人物设定: 拓展
        Long John Silver—William Ernest Henley
        When Robert Louis Stevenson was trying to come up with a good villain for Treasure Island, he was inspired by his friend, William Ernest Henley, an English poet, critic and editor, a jovial fellow who had had his left leg amputated from the knee after a childhood bout of tuberculosis. After the publication of Treasure Island, Stevenson wrote to his friend,“I will now make a confession. It was the sight of your maimed strength and masterfulness that begot Long John Silver...the idea of the maimed man, ruling and dreaded by the sound, was entirely taken from you.”
        Ebenezer Scrooge—John Elwes

        Evidence suggests that Charles Dickens based legendary miser Ebenezer Scrooge on the 18th century politician John Elwes, who had inherited a fortune but was loath to spend a single penny, preferring to live as if in poverty, squatting in empty apartments. Whether he went around muttering “bah humbug,” we really can’t say.
        Alice—Alice Liddell

        Famously, Alice Liddell was the inspiration and namesake for Lewis Carroll’s children’s classic Alice’s Adventures in Wonderland. Carroll, then known as Charles Dodgson, was close with the Liddell family, and when 10-year-old Alice begged for a story, Dodgson began to spin his famous tale of Alice and what happened after she fell through the rabbit hole. Unlike previous stories he had told her, she asked him to write it down. The rest, as they say, is history.

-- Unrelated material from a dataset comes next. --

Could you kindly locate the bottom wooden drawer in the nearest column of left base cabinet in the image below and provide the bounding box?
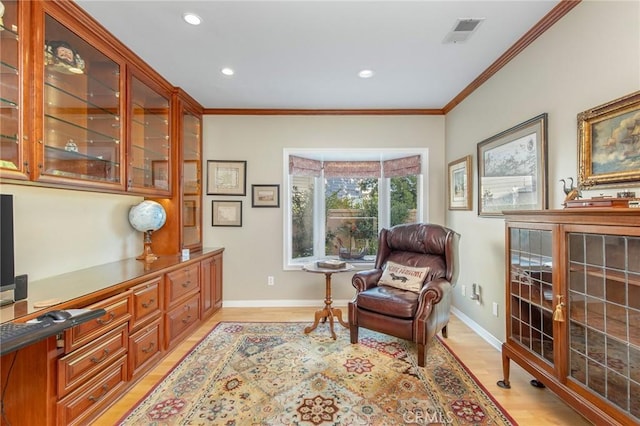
[56,356,127,425]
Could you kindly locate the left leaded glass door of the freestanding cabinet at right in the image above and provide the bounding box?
[507,225,556,371]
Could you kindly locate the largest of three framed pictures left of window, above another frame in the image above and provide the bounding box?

        Charles Baker Dill Harris — Truman Capote
        Harper Lee based Dill on her own childhood friend,Truman Capote. As he once said, “Harper Lee’s mother and father lived very near. Harper Lee was my best friend. Did you ever read her book, To Kill a Mockingbird? I’m a character in that book, which takes place in the same small town in Alabama where we lived. Her father was a lawyer, and she and I used to go to trials all the time as children. We went to the trials instead of going to the movies.”

        Severus Snape — John Nettleship
        When Rowling admitted that Snape was“loosely based on a teacher I myself had”, the press tracked down John Nettleship, who taught Rowling Chemistry at Wyedean School near Chepstow.When first approached,he was surprised, explaining, “I was horrified when I first found out. I knew I was a strict teacher, but I didn’t think I was that bad. ” In retrospect, however, he admitted that he was“a short-tempered chemistry teacher with long hair...[and a] gloomy, malodorous laboratory,” which seems pretty on-point to us.
        Tintin — Palle Huld

        The 15-year-old Danish writer and actor’s 1928 voyage around the world, documented in his book Around the World in 44 Days by Palle, reportedly inspired Herge’s Tintin, himself a young jet-setting fellow. As far as we can tell, Snowy was just a stroke of pure genius invention.